Without addressing the article's basic thrust, which seems meritorious, this
talk about "superb scientists" contradicts the most basic premise of science,
which is that science rejects authority, relying instead on evidence -- some
superb, some not. The greatest amount of scientific eminence is trumped by the
smallest amount of scientific evidence.

Worse, to begin a debate that pivots on the authority of scientists only
invites a reply in kind -- whose scientists are more authoritative, more
"superb"? The process quickly loses any resemblance to science.

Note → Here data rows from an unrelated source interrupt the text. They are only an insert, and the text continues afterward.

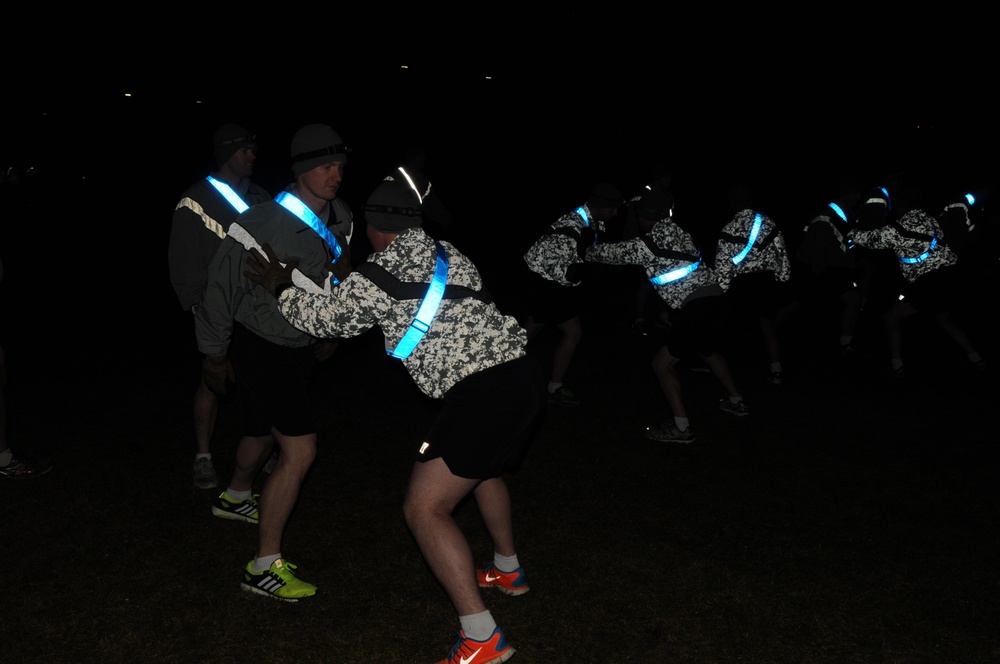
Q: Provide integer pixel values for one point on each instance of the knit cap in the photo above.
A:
(315, 145)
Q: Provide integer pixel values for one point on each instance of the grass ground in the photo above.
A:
(851, 518)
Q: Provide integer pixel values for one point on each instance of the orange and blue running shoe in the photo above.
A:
(511, 583)
(493, 650)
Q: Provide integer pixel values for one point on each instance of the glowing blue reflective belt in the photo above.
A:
(674, 275)
(425, 314)
(582, 211)
(754, 231)
(836, 208)
(231, 196)
(923, 256)
(299, 209)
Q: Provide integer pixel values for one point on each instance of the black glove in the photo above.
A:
(266, 270)
(588, 238)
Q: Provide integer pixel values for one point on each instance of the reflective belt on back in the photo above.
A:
(754, 232)
(288, 201)
(428, 308)
(674, 275)
(229, 194)
(923, 256)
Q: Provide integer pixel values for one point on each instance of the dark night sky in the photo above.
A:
(790, 101)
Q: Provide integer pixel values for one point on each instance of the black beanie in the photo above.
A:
(394, 206)
(315, 145)
(228, 139)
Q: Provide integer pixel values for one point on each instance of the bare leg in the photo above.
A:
(665, 368)
(430, 500)
(251, 452)
(283, 485)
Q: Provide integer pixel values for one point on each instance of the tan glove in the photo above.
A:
(266, 270)
(324, 350)
(215, 371)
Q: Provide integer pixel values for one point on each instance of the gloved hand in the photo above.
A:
(215, 371)
(324, 350)
(266, 269)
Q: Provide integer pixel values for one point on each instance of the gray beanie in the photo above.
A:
(315, 145)
(605, 195)
(228, 139)
(394, 206)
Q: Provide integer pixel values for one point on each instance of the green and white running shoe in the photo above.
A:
(278, 582)
(247, 510)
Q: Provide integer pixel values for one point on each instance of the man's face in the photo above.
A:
(242, 161)
(324, 181)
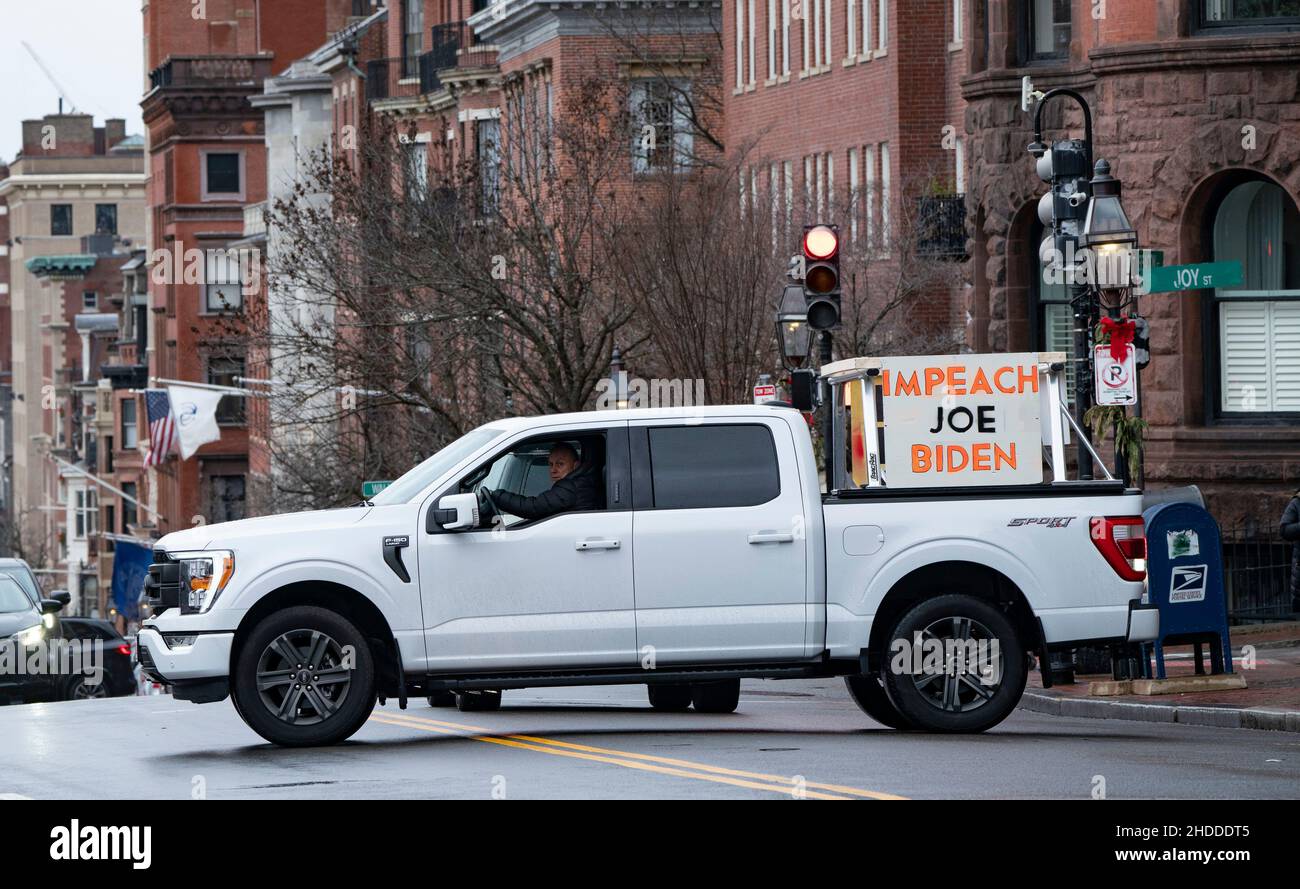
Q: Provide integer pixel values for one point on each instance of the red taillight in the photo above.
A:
(1122, 542)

So for those responsible for the tone of this debate, it seems there are two
goals. First, achieve some immediate, tangible goal. Second and more
nefarious, turn a scientific debate (relying on evidence) into a political one
(relying on eminence).

------
dmix
Another example of a company's liberal use of email to discuss potentially
incriminating things (ie, ghostwriting studies). The glyphosate stuff still
seems debatable - the PR team could handle that easily - but now we have
employees on record acting shady and conspiratorial, that just makes them look
more guilty.

I wonder if we'll ever enter a time where people won't be dumb enough to put
this stuff down on paper and just assume an FBI agent will read anything they
write in email at a future date? Especially when you work for such a
villianized company like Monsanto... with so many people chomping at the bit
to bring them down.

From another perspective this is (still) a golden era of criminal
investigations.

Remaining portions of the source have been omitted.